While looking at 6 and 8, it can be concluded that both dimeric structures can be interconverted by a redox process. Nevertheless, all reduction attempts to convert 6 to 8 were met with failure, suggesting a separate path. Because we did not observe the formation of 8 under the first conditions (with Et3N), we decided to modify the synthetic approach leading to 6 by extending the reaction time to 12 h of reflux in toluene. This gave 6 as a dominating component, accompanied by 4a and 8. The LC-MS analysis showed an additional monocationic compound at an m/z signal of 472.2553 that vanishes after exposure to air with a simultaneous increase in the amount of 4a and 8 (Figure S95), suggesting a correlation between these species. By using a highly boiling solvent (o-dichlorobenzene) for the same process (Scheme , path d), we observed the formation of 472.2553 as a single product that was eventually assigned to the reduced skeleton 7 (Scheme ) containing a −CH2– bridge instead of a carbonyl unit (Figures S96 and S97). As reported by Newkome and coworkers, a −CH2– group flanked by two pyridines is highly reactive and leads to dimerization,[16d,22] similar to our observations where 7 converts to 8 (Scheme , path f).
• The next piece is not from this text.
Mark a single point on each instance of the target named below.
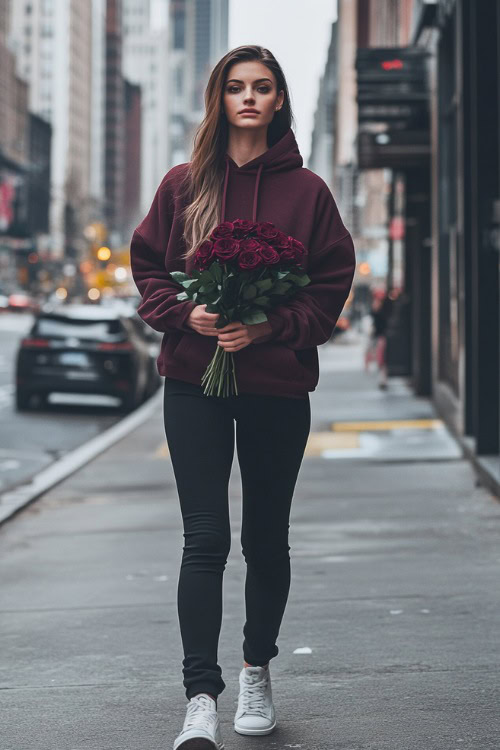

A potential approach to reduce the carbonyl unit to form 7 can be presented with similarities to the classic Clemmensen reduction (Scheme S2) with the involvement of Br– as an electron-transfer agent. Both reductive processes leading to 6 and 7 should have similar origins, as both derivatives were observed under similar conditions. Thus while looking at the optimized conditions, we can say that depending on the presence of triethyl amine, the predominant formation of monomeric (with Et3N) or dimeric (without Et3N) boron(III) complexes can be observed. In addition, the different reaction temperatures can be applied to form either 6 or 8 (via 7).

In conclusion, a rationally obtained macrocycle armed with peripherally located carbonyl functionality undergoes a BBr3-activated conversion that, depending on the applied conditions, gives monomeric or dimeric boron(III) complexes. The dimerization gives a pinacol-like coupling of two subunits with the stabilization of the elongated C–C bond, as documented in the X-ray analysis. With slightly modified conditions, two macrocycles form a double bond that bridges both subunits. The presented approach, with the possibility of controlling the type of reactivity, shows that the precise design of the skeleton opens the potential for controlled conversion to highly appreciated motifs linking π-extended systems into more complex structures. Further experiments toward this reactivity are under way in our lab.